Raman Scattering and Far-Infrared Absorption Induced by Silver Ions in Sodium Chloride

Abstract

A detailed experimental and theoretical study of the defect-induced far-infrared and first-order-Raman spectra of the NaCl: ${\mathrm{Ag}}^{+}$ system has been made. New low-temperature Raman data revealed many singularities pertaining to pure and perturbed phonons. Only a few of the singularities could be assigned to particular phonon critical points. The theoretical calculations were based on the so-called "lattice-relaxation" model, neutron-determined phonon parameters, and an accurate Brillouin-zone interpolation scheme.
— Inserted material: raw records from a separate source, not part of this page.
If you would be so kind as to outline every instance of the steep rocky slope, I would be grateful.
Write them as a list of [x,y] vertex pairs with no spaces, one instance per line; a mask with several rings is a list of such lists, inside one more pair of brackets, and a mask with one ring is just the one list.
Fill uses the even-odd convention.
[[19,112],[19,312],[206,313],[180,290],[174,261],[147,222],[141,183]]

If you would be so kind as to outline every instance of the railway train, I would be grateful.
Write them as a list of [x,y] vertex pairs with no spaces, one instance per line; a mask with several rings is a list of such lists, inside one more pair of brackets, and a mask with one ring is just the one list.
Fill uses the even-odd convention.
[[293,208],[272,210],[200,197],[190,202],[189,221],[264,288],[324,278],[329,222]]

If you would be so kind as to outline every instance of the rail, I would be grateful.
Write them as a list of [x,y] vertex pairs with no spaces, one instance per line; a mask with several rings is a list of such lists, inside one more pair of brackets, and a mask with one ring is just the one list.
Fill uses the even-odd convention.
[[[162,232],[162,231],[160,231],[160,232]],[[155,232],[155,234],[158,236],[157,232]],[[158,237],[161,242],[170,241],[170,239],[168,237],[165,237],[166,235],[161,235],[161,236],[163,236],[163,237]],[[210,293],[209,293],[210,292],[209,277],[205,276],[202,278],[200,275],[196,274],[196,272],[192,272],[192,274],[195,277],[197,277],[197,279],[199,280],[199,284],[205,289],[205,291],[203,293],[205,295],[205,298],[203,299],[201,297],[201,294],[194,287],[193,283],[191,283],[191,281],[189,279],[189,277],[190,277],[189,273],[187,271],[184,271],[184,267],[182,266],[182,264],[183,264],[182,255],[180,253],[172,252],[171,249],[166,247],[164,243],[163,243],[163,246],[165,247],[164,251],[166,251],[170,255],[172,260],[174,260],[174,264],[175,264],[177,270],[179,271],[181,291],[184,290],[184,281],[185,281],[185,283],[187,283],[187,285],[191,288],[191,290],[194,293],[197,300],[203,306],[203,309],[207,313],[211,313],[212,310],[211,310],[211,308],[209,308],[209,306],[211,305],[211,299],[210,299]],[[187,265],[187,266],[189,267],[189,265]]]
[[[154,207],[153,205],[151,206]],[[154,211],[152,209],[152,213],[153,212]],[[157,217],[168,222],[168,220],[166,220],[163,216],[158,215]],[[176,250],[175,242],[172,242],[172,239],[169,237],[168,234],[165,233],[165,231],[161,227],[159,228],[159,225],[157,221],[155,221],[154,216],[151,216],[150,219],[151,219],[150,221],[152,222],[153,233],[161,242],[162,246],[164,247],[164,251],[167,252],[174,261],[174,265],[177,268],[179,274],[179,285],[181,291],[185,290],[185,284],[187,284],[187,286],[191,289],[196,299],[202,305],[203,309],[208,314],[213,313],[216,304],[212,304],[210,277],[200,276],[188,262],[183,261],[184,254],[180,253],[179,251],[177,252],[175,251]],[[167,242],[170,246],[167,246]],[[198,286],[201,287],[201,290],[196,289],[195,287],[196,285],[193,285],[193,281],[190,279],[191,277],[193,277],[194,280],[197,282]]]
The calculated unperturbed $T_{2g}$ Raman spectrum fit the data well. The unperturbed $E_g$ spectrum gave a poor fit, primarily because it did not explain a very strong experimental $E_g$ peak at 96 ${\mathrm{cm}}^{-1\mathrm{}}$. This peak could be explained as an incipient resonance mode caused by relatively large decreases in the central-force constants. The infrared spectrum was fit well by assuming somewhat smaller central-force-constantdecreases. The $A_{1g}$ Raman spectrum could not be fit using force-constant decreases; it required an increase of the nearest-neighbor central-force constant. These results could be understood semiquantitatively as due to symmetry-dependent Coulomb contributions to force-constant changes resulting from lattice relaxation. The absolute scattering efficiencies and cross sections were determined for the three Raman symmetries and had $T_{2g}:A_{1g}:E_g$ intensity ratios of approximately 4: 10: 20.